At the 28th week of pregnancy, Chester’s condition stabilized. That’s when Kelly’s waters broke, and she was admitted to Addenbrooke’s Hospital in Cambridge. She says:

“At this point, Chester was 485 grams which was close to being deemed viable, but we were told his heart rate kept dipping and that the chances of survival from the cesarean would be low. We just had to hope that he would keep fighting.”


Credits: Caters News Agency

While Otis was immediately put into an incubator after Kelly’s C-section, Chester had to be stabilized first, as his condition deteriorated during the birth. The mom continues:

“When Chester came out, they found a knot in his cord which also halted his growth, and the consultant was desperate to get him incubated as soon as possible to help him survive…

He also had a hole in his heart which was discovered afterwards which has now thankfully closed and also eye surgery.”

Otis and Chester had been separated for 46 days after their birth. 

Kelly and Billy had to travel from Addenbrooke Hospital to Southend every day to check up on their babies. Meanwhile, they also had to take care of their other children – Phoebe, 10, Florence, 8, and Albert, 5. As Kelly says, it took them around three and a half hours to see all of their kids. She adds:

“People kept asking how we did it, but we had no choice, we went into survival mode and just kept going. The worst thing was that this was all happening over the school holidays, so we were barely able to spend any time with the kids who had to stay with other family members.

The kids have been incredible, they are so young but are just as desperate to get Chester home as they haven’t been able to even really meet him yet due to covid.”


Credits: Caters News Agency

At present, Chester remains in the Southend Hospital, while Otis is finally at home. 

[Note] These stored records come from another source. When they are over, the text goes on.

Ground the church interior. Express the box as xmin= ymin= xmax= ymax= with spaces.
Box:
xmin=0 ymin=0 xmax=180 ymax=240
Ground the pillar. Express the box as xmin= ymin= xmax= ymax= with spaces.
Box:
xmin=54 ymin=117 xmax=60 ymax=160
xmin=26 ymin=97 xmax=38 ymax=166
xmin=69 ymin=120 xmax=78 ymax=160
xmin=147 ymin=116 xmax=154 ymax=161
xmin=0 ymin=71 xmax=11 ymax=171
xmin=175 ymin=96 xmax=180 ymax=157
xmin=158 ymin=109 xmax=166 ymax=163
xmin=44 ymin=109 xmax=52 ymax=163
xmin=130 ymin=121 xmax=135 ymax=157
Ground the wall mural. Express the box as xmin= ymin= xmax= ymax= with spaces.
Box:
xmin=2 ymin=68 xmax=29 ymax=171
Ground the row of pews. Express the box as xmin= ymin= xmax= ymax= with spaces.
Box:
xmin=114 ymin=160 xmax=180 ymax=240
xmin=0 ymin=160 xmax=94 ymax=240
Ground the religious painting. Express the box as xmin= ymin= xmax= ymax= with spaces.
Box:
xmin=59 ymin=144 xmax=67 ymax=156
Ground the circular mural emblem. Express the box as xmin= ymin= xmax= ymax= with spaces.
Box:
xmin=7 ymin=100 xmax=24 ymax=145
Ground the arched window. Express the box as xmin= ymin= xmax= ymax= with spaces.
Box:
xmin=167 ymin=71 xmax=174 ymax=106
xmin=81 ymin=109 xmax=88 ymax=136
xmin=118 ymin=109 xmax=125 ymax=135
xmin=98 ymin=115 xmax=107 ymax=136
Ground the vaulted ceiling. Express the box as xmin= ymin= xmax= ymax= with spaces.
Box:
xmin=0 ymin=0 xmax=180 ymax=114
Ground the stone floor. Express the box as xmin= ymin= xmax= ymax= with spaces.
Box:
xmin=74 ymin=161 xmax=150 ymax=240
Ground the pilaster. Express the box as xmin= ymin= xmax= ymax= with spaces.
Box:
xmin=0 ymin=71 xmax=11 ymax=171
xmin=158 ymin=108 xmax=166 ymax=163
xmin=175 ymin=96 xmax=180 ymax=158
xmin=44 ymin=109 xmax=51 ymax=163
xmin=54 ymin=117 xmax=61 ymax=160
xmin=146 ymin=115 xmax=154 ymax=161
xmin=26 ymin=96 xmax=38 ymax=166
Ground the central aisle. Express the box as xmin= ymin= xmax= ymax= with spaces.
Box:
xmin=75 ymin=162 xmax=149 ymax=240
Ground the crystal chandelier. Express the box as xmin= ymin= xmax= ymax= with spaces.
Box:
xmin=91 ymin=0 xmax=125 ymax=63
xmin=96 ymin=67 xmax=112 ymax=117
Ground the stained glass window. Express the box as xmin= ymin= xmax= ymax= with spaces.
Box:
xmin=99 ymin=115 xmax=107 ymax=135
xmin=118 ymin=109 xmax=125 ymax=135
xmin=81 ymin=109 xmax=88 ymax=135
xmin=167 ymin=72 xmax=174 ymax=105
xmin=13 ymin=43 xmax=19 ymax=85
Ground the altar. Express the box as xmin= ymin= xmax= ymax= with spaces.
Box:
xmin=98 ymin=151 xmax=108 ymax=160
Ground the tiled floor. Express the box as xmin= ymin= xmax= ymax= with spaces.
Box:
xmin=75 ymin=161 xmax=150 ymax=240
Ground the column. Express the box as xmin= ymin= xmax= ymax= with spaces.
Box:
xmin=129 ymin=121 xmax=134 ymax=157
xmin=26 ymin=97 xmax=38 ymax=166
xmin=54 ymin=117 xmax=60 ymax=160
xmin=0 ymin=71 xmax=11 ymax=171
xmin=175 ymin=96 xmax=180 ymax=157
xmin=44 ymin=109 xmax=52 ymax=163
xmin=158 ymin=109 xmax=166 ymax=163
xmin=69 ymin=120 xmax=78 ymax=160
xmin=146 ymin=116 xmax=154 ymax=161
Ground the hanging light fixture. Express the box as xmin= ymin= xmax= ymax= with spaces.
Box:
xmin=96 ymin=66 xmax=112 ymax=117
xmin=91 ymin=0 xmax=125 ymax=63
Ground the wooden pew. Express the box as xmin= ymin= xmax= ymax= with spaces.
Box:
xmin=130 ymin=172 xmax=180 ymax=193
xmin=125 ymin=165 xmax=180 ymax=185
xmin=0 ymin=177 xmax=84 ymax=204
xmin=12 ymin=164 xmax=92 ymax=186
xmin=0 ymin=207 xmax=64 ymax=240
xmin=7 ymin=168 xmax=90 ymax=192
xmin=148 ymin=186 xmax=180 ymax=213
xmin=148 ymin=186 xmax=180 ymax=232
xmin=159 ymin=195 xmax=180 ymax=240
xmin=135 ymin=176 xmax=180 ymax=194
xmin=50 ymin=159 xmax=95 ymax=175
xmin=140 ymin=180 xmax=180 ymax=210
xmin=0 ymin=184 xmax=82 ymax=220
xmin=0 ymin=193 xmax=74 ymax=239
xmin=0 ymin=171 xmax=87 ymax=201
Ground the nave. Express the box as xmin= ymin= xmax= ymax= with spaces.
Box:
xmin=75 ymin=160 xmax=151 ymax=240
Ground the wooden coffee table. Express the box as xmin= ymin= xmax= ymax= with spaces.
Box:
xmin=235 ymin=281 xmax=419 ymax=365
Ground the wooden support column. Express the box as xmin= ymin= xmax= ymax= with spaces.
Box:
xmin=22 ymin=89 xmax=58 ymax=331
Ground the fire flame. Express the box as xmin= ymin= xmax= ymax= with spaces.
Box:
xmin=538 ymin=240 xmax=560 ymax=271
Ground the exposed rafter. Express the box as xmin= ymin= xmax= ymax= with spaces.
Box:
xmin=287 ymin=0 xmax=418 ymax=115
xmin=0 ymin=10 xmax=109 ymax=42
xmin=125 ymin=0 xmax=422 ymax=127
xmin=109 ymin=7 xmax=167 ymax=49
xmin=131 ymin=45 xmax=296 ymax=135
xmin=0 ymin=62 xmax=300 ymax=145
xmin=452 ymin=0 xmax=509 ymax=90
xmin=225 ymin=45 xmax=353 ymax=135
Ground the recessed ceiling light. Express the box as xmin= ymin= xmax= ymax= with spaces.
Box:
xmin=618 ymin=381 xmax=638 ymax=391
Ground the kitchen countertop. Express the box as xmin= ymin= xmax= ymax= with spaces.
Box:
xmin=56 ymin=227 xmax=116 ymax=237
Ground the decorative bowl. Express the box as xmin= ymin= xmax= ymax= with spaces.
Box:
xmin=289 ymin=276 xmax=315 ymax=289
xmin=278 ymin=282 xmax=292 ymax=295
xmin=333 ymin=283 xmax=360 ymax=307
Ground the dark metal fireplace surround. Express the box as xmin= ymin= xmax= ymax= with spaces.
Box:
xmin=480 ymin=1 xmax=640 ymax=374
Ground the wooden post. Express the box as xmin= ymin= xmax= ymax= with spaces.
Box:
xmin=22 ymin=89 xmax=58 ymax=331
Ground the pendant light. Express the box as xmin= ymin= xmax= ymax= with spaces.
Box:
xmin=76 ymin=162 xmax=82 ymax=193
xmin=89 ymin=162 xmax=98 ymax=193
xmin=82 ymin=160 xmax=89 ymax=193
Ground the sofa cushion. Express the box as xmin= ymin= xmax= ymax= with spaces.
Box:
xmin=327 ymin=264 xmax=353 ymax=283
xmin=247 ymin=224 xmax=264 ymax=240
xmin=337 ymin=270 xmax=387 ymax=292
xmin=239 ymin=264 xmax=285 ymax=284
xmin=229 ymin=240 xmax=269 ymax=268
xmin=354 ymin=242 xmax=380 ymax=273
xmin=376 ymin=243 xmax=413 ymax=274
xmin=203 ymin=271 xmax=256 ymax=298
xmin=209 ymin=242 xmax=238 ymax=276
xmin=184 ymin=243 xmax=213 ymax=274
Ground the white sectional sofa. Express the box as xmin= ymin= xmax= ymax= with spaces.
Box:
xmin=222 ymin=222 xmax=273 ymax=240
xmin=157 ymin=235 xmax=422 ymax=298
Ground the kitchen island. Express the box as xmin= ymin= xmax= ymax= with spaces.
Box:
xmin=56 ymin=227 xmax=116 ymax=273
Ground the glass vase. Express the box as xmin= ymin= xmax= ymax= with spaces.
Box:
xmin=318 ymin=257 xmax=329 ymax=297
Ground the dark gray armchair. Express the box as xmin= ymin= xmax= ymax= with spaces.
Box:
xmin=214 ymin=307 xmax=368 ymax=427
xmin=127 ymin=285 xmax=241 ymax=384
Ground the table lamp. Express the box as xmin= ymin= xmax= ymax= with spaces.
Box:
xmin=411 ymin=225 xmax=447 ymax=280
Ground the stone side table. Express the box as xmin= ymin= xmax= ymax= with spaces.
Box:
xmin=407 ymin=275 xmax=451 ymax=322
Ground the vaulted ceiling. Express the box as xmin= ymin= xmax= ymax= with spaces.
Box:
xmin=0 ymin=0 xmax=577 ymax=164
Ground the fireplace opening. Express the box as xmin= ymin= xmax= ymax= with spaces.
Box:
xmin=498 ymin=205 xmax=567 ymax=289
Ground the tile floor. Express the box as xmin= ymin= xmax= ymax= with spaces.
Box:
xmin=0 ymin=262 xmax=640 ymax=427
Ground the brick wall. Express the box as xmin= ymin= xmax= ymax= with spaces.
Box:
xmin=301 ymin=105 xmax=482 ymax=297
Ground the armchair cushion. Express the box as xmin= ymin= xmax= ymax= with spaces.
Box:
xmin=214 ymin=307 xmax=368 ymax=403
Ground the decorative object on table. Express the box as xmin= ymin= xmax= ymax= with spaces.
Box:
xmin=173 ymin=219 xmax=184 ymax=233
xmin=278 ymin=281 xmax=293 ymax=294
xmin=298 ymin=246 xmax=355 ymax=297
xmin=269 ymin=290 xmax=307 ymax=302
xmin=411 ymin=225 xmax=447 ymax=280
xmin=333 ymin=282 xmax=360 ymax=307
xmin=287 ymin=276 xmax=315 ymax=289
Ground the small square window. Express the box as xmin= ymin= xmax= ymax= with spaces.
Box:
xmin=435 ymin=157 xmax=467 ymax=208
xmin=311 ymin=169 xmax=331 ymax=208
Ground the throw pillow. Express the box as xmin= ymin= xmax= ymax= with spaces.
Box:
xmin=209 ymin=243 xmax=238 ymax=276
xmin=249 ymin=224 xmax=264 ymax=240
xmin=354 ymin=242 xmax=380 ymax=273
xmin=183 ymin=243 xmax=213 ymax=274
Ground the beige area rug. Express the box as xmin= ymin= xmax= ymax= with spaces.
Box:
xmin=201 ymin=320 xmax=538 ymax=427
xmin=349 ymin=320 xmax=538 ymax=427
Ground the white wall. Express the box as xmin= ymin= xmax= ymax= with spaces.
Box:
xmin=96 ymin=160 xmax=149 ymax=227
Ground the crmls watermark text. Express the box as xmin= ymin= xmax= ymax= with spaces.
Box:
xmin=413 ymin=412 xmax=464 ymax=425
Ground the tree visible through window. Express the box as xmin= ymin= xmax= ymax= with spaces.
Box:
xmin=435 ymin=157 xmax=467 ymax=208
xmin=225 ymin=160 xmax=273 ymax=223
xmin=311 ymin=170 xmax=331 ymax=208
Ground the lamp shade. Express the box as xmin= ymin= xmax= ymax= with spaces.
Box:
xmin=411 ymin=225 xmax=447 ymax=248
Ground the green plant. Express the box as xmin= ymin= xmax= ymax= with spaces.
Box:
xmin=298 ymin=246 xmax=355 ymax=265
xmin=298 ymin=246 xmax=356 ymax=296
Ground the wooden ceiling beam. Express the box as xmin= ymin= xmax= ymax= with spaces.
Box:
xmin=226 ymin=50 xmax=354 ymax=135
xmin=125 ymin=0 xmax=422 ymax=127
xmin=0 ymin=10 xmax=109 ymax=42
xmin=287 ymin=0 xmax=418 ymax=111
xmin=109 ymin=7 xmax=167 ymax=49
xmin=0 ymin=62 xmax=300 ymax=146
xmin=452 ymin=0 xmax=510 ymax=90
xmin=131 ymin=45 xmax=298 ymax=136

According to Kelly, having Otis at home feels “bittersweet.” She clarifies:

“We have Otis at home now and everyone says how nice it must be, but it’s also horrible because we can’t feel complete until both babies are back together.”


Credits: Caters News Agency

The mom notes:

“[Chester] has to gain a further 255 grams still and will most likely be on low flow oxygen when he’s home, but we are hoping in around a month or two he can finally meet the rest of the family.”